201404753/1/A1.
Datum uitspraak: 25 maart 2015
AFDELING
BESTUURSRECHTSPRAAK
Uitspraak op het hoger beroep van:
[appellante], wonend te Haelen, gemeente Leudal,
tegen de uitspraak van de rechtbank Limburg van 28 april 2014 in zaken nrs. 12/1842 en 13/1668 in het geding tussen:
[appellante] en [persoon]
en
het college van burgemeester en wethouders van Leudal.
Procesverloop
Bij besluit van 6 juni 2012 heeft het college [appellante] en [persoon] onder aanzegging van bestuursdwang gelast de zonder omgevingsvergunning geplaatste omheining op het perceel [locatie] te Haelen (hierna: het perceel) te verwijderen en verwijderd te houden.
Bij besluit van 6 november 2012 heeft het college het door [appellante] en [persoon] daartegen gemaakte bezwaar ongegrond verklaard.
Bij uitspraak van 28 april 2014 heeft de rechtbank, voor zover thans van belang, het daartegen door [appellante] ingestelde beroep ongegrond verklaard. Deze uitspraak is aangehecht.
Tegen deze uitspraak heeft [appellante] hoger beroep ingesteld.
Het college heeft een verweerschrift ingediend.
[appellante] heeft een nader stuk ingediend.
De zaak is door een meervoudige kamer van de Afdeling verwezen naar een enkelvoudige.
De Afdeling heeft de zaak ter zitting behandeld op 16 januari 2015, waar [appellante], bijgestaan door mr. A.B. Blomberg, advocaat te Amsterdam, en het college, vertegenwoordigd door mr. L. Janssen, mr. E. Barentsen en
ing. D. Alofs, allen werkzaam bij de gemeente, zijn verschenen.
Overwegingen
1. Ingevolge artikel 2.1, eerste lid, aanhef en onder a, van de Wet algemene bepalingen omgevingsrecht is het verboden zonder omgevingsvergunning een project uit te voeren, voor zover dat geheel of gedeeltelijk bestaat uit het bouwen van een bouwwerk.

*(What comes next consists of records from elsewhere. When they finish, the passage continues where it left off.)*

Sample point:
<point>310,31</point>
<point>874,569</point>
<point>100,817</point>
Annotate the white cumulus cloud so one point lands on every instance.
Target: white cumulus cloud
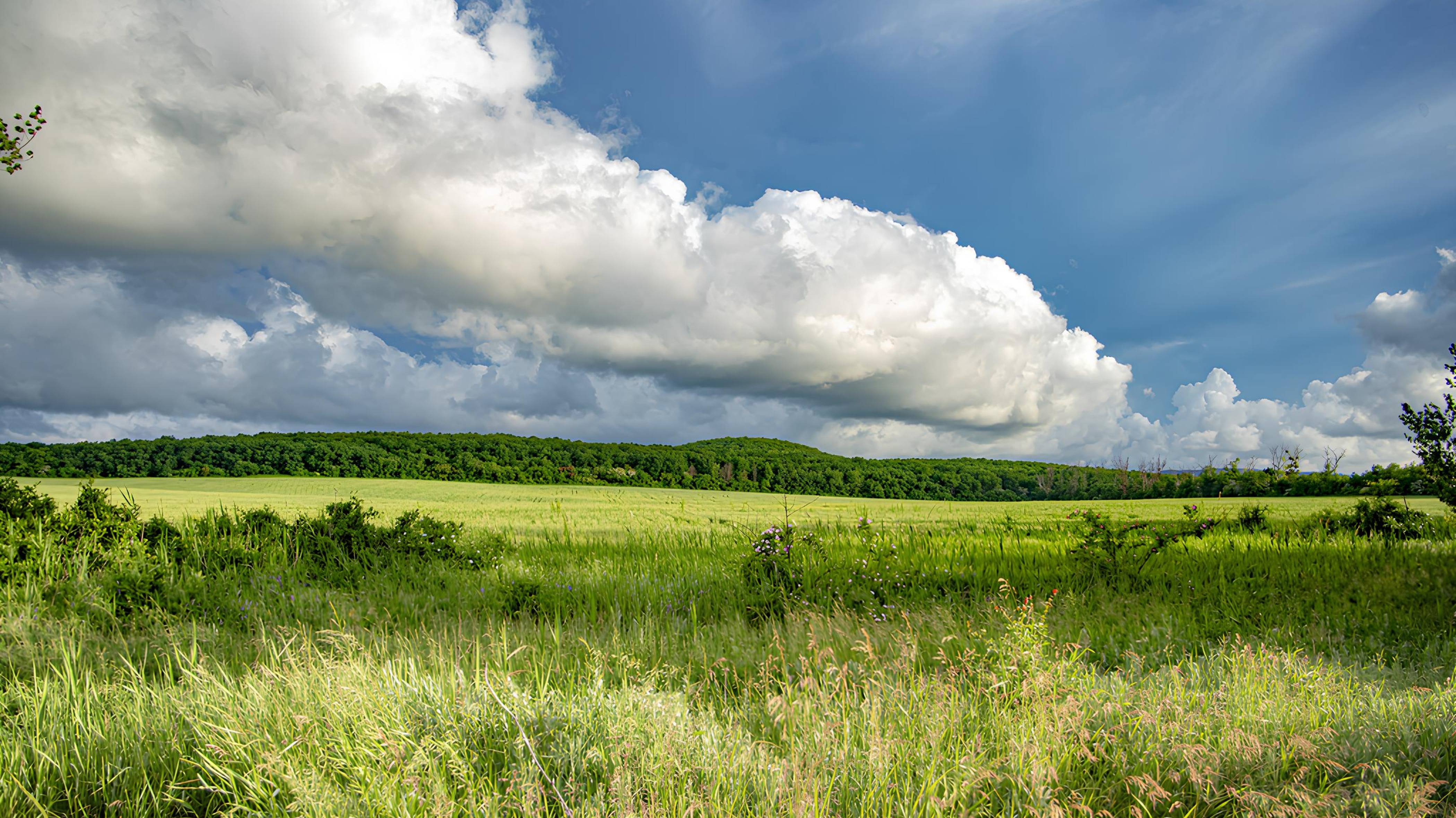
<point>381,171</point>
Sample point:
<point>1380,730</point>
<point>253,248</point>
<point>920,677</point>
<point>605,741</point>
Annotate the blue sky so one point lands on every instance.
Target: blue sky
<point>1042,229</point>
<point>1197,184</point>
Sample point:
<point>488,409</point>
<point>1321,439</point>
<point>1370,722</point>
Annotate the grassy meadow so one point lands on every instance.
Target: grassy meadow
<point>595,651</point>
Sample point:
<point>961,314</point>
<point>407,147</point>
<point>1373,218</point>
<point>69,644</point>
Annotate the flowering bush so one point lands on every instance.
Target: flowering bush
<point>774,571</point>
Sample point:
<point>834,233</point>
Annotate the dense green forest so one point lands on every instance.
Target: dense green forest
<point>749,465</point>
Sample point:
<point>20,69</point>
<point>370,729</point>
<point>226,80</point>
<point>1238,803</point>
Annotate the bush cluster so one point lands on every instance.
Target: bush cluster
<point>104,545</point>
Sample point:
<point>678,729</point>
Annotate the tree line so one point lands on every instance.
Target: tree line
<point>749,465</point>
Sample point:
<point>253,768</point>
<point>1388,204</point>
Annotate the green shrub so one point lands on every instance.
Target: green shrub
<point>24,503</point>
<point>1254,517</point>
<point>1122,548</point>
<point>1384,517</point>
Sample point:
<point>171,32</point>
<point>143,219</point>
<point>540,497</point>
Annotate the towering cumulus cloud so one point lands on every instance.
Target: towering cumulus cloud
<point>260,213</point>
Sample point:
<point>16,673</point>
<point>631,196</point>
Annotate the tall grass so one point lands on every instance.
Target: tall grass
<point>1299,669</point>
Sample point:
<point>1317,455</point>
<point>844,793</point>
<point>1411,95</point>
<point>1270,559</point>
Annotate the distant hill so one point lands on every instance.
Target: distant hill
<point>747,465</point>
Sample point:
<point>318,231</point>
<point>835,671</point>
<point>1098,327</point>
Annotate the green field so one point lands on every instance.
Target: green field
<point>619,660</point>
<point>603,510</point>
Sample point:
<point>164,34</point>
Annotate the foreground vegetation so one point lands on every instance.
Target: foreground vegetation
<point>619,651</point>
<point>740,465</point>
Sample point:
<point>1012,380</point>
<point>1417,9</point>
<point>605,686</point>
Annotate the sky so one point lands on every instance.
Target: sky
<point>1059,230</point>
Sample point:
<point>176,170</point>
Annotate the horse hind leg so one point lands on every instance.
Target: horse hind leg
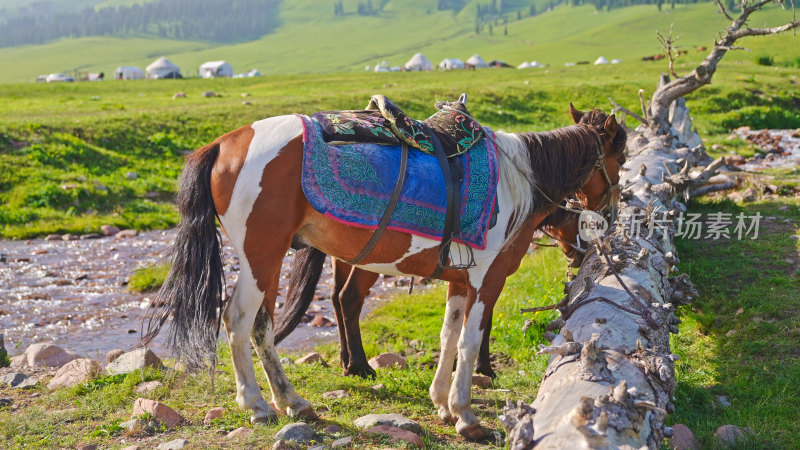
<point>238,317</point>
<point>451,329</point>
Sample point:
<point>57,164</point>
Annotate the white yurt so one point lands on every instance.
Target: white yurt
<point>128,73</point>
<point>451,64</point>
<point>418,63</point>
<point>214,69</point>
<point>477,62</point>
<point>162,68</point>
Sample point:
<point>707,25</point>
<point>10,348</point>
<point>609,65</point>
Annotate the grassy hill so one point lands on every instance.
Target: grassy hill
<point>311,39</point>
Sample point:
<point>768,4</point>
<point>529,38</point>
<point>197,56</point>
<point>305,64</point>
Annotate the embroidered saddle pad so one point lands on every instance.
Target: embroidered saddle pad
<point>383,122</point>
<point>351,183</point>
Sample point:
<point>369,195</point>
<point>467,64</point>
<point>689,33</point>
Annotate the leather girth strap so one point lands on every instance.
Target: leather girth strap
<point>387,215</point>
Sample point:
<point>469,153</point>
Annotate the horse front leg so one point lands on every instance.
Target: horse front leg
<point>238,317</point>
<point>451,328</point>
<point>480,303</point>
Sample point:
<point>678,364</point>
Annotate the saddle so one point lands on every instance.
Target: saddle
<point>449,132</point>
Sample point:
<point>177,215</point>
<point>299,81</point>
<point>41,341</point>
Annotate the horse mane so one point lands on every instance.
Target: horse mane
<point>559,162</point>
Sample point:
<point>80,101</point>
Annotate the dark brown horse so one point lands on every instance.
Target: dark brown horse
<point>251,179</point>
<point>350,282</point>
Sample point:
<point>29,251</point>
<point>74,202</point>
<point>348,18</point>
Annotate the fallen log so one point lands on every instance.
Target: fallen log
<point>611,374</point>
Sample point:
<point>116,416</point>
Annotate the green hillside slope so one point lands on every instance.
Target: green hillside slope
<point>311,39</point>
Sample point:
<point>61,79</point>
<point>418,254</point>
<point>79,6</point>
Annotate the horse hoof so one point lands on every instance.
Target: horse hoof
<point>474,432</point>
<point>446,417</point>
<point>265,420</point>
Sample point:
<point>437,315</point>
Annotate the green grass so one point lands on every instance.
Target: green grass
<point>312,40</point>
<point>91,413</point>
<point>739,337</point>
<point>66,150</point>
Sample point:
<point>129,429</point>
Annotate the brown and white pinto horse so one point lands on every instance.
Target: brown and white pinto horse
<point>351,286</point>
<point>250,179</point>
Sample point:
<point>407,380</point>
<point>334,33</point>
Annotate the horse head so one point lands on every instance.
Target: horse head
<point>601,192</point>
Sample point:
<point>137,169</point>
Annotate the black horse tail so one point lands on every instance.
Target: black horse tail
<point>192,292</point>
<point>306,271</point>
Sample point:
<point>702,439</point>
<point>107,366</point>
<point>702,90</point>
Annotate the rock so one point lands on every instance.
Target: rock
<point>735,160</point>
<point>682,438</point>
<point>482,381</point>
<point>213,413</point>
<point>320,321</point>
<point>176,444</point>
<point>392,420</point>
<point>4,362</point>
<point>17,380</point>
<point>386,360</point>
<point>729,435</point>
<point>311,358</point>
<point>241,431</point>
<point>298,431</point>
<point>341,393</point>
<point>397,434</point>
<point>134,360</point>
<point>343,442</point>
<point>109,230</point>
<point>74,372</point>
<point>112,355</point>
<point>332,429</point>
<point>148,386</point>
<point>158,410</point>
<point>47,355</point>
<point>127,234</point>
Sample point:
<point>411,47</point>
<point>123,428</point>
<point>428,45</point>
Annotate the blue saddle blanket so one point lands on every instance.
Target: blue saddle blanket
<point>352,183</point>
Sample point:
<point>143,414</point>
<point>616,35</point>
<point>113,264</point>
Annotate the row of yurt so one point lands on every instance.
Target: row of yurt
<point>162,68</point>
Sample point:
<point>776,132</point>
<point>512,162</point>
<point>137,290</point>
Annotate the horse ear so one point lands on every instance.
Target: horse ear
<point>576,115</point>
<point>611,126</point>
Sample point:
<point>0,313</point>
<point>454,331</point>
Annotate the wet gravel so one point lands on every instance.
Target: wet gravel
<point>74,293</point>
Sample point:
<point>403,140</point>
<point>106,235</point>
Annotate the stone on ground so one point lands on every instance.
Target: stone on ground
<point>297,431</point>
<point>18,380</point>
<point>397,434</point>
<point>392,420</point>
<point>311,358</point>
<point>386,360</point>
<point>343,442</point>
<point>340,393</point>
<point>74,372</point>
<point>175,444</point>
<point>112,355</point>
<point>148,386</point>
<point>157,410</point>
<point>131,361</point>
<point>682,438</point>
<point>213,413</point>
<point>729,435</point>
<point>482,381</point>
<point>46,354</point>
<point>241,431</point>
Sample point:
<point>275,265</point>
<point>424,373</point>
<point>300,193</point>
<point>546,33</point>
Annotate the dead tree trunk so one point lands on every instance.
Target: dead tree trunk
<point>611,373</point>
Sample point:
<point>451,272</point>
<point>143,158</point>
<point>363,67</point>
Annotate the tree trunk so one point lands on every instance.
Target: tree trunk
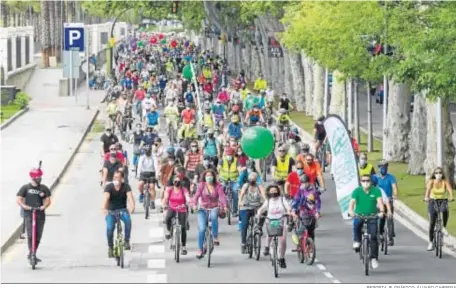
<point>319,90</point>
<point>297,72</point>
<point>398,127</point>
<point>52,26</point>
<point>417,138</point>
<point>45,33</point>
<point>338,104</point>
<point>308,82</point>
<point>288,89</point>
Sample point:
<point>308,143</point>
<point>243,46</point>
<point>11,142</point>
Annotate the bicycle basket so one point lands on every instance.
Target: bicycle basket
<point>275,228</point>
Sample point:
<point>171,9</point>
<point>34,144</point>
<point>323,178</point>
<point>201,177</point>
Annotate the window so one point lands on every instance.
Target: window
<point>27,50</point>
<point>9,54</point>
<point>18,52</point>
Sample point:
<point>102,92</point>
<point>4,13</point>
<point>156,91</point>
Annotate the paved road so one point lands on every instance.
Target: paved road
<point>50,132</point>
<point>74,245</point>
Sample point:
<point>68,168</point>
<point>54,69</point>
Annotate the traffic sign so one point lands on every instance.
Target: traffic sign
<point>74,37</point>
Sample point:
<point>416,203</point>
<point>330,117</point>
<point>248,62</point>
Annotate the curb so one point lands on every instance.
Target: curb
<point>411,217</point>
<point>18,230</point>
<point>14,118</point>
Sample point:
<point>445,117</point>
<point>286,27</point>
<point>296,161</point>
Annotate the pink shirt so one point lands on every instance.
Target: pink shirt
<point>177,199</point>
<point>207,200</point>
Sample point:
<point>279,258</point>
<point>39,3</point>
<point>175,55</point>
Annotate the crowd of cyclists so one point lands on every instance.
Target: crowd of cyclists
<point>203,169</point>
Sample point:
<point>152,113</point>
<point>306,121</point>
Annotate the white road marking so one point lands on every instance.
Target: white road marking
<point>157,278</point>
<point>156,263</point>
<point>157,249</point>
<point>321,267</point>
<point>327,274</point>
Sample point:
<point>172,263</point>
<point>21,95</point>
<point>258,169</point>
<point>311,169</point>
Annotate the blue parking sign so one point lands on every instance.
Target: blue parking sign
<point>74,37</point>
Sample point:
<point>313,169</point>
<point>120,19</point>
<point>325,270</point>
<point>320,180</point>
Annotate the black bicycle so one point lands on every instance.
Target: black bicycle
<point>365,251</point>
<point>253,241</point>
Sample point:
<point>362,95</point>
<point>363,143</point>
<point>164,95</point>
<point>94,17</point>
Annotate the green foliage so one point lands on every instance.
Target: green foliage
<point>21,100</point>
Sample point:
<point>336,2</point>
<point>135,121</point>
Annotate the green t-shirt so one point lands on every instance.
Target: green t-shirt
<point>366,203</point>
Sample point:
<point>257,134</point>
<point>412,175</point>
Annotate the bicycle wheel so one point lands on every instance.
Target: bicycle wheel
<point>176,244</point>
<point>309,251</point>
<point>275,260</point>
<point>146,203</point>
<point>257,245</point>
<point>366,255</point>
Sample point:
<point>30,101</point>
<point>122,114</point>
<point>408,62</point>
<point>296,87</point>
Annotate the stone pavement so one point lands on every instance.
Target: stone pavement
<point>50,132</point>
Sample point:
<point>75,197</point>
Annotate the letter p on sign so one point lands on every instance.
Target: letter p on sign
<point>74,37</point>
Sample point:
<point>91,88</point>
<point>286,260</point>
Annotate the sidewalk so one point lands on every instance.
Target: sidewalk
<point>50,131</point>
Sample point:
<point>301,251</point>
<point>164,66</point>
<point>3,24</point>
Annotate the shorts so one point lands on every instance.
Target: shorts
<point>148,177</point>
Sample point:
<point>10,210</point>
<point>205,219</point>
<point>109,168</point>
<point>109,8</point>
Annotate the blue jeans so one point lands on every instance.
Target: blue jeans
<point>372,226</point>
<point>235,194</point>
<point>244,216</point>
<point>202,214</point>
<point>110,225</point>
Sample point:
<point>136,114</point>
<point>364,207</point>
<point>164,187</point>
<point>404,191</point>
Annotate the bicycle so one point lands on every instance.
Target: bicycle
<point>253,241</point>
<point>438,233</point>
<point>208,244</point>
<point>365,251</point>
<point>119,243</point>
<point>176,237</point>
<point>33,259</point>
<point>306,247</point>
<point>275,230</point>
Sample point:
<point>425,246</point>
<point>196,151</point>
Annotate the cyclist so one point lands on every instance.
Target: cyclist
<point>260,83</point>
<point>319,133</point>
<point>211,147</point>
<point>275,207</point>
<point>293,183</point>
<point>175,200</point>
<point>116,196</point>
<point>388,183</point>
<point>252,196</point>
<point>282,165</point>
<point>152,118</point>
<point>253,116</point>
<point>34,195</point>
<point>209,195</point>
<point>234,129</point>
<point>148,169</point>
<point>171,115</point>
<point>364,202</point>
<point>437,189</point>
<point>364,167</point>
<point>193,157</point>
<point>313,170</point>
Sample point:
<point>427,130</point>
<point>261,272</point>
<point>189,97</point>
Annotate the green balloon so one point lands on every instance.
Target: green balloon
<point>187,72</point>
<point>257,142</point>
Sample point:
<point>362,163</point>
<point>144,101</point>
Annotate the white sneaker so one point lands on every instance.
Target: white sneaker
<point>374,263</point>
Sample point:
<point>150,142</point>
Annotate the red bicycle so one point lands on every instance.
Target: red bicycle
<point>306,246</point>
<point>33,260</point>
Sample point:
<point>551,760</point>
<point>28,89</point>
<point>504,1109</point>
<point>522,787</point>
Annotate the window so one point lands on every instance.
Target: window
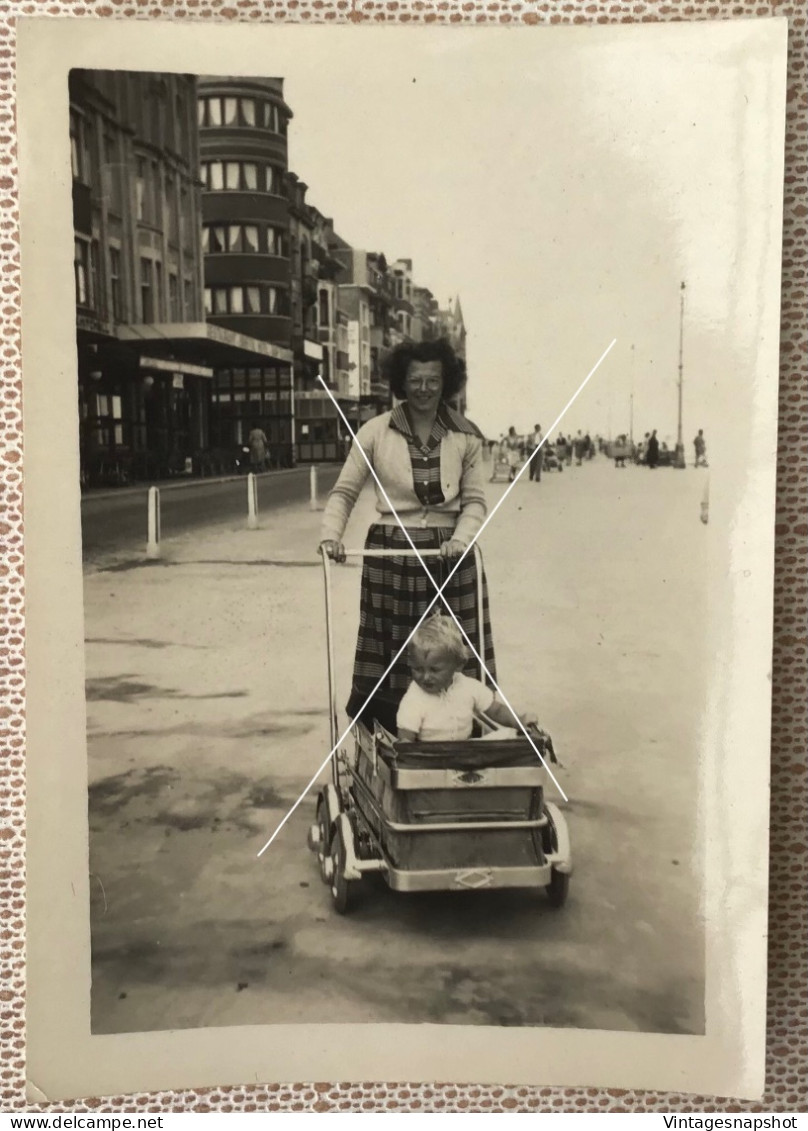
<point>140,189</point>
<point>146,295</point>
<point>94,275</point>
<point>171,209</point>
<point>271,117</point>
<point>231,112</point>
<point>158,291</point>
<point>245,300</point>
<point>215,177</point>
<point>277,242</point>
<point>76,155</point>
<point>277,301</point>
<point>82,272</point>
<point>226,111</point>
<point>112,174</point>
<point>115,284</point>
<point>218,238</point>
<point>242,238</point>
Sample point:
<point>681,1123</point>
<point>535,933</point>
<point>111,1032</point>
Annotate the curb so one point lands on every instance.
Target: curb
<point>188,484</point>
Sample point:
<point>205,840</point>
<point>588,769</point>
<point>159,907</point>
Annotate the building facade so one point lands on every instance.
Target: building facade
<point>136,261</point>
<point>146,354</point>
<point>248,250</point>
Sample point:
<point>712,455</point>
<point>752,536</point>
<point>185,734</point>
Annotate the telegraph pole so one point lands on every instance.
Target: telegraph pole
<point>679,442</point>
<point>630,406</point>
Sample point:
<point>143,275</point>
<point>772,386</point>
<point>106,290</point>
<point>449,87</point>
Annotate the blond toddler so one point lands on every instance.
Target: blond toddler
<point>440,702</point>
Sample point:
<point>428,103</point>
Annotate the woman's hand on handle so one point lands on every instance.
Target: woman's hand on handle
<point>335,550</point>
<point>452,549</point>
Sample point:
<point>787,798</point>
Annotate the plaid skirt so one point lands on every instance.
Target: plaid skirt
<point>395,594</point>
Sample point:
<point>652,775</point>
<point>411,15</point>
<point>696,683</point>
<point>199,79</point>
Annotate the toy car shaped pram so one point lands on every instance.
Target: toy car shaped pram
<point>437,816</point>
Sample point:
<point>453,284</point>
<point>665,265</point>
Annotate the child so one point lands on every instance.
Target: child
<point>439,704</point>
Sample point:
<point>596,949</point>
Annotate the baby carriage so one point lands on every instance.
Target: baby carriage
<point>464,816</point>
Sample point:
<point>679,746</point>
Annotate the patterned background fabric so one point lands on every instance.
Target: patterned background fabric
<point>788,973</point>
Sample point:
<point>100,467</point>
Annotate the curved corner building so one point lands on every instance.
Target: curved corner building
<point>243,164</point>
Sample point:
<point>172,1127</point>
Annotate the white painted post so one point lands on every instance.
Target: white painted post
<point>251,502</point>
<point>153,544</point>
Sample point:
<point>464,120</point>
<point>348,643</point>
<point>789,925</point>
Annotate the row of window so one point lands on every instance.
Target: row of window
<point>88,290</point>
<point>247,300</point>
<point>245,238</point>
<point>151,207</point>
<point>248,112</point>
<point>240,177</point>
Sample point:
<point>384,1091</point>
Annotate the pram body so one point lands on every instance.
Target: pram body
<point>439,816</point>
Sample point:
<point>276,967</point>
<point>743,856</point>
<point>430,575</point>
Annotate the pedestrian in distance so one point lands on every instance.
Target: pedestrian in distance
<point>428,458</point>
<point>514,449</point>
<point>259,448</point>
<point>536,452</point>
<point>579,448</point>
<point>701,448</point>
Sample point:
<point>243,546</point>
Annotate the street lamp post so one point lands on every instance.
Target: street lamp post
<point>630,406</point>
<point>679,441</point>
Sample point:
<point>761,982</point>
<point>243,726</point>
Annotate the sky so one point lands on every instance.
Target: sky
<point>564,183</point>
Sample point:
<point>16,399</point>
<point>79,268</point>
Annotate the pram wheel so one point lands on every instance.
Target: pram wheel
<point>558,888</point>
<point>324,835</point>
<point>343,890</point>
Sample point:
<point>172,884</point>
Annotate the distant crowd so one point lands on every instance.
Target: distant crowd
<point>514,448</point>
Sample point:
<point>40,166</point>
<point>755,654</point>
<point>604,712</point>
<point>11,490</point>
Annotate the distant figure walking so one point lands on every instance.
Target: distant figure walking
<point>535,455</point>
<point>259,449</point>
<point>620,451</point>
<point>579,449</point>
<point>513,449</point>
<point>701,446</point>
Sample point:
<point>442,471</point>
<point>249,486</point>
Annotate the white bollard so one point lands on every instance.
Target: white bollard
<point>153,544</point>
<point>251,502</point>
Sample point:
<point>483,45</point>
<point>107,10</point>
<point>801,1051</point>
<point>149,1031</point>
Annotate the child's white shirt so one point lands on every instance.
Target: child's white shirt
<point>446,716</point>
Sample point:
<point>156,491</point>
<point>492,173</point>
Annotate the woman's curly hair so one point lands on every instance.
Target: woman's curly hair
<point>398,361</point>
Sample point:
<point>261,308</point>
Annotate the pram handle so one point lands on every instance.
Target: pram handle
<point>393,553</point>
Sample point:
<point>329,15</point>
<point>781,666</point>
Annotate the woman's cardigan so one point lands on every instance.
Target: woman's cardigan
<point>462,480</point>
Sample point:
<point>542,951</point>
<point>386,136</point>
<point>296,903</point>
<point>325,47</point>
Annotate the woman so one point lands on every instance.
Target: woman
<point>429,460</point>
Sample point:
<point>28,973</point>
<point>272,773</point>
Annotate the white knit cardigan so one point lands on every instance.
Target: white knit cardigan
<point>462,480</point>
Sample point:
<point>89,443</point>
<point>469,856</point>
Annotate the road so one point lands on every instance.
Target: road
<point>207,717</point>
<point>115,521</point>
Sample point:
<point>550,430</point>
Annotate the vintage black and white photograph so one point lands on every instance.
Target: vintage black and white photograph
<point>413,395</point>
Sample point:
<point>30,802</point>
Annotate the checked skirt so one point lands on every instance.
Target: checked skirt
<point>395,593</point>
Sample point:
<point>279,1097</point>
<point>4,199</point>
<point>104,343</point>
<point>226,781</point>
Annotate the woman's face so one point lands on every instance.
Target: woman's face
<point>424,385</point>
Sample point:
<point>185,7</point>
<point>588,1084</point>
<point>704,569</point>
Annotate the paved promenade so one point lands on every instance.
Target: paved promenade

2. Vast staat dat de omheining op het perceel is gebouwd zonder de daartoe vereiste omgevingsvergunning, zodat het college terzake handhavend kon optreden.
Gelet op het algemeen belang dat gediend is met handhaving, zal in geval van overtreding van een wettelijk voorschrift het bestuursorgaan dat bevoegd is om met een last onder bestuursdwang of dwangsom op te treden, in de regel van deze bevoegdheid gebruik moeten maken. Slechts onder bijzondere omstandigheden mag van het bestuursorgaan worden gevergd, dit niet te doen. Dit kan zich voordoen indien concreet zicht op legalisering bestaat. Voorts kan handhavend optreden zodanig onevenredig zijn in verhouding tot de daarmee te dienen belangen dat van optreden in die concrete situatie behoort te worden afgezien.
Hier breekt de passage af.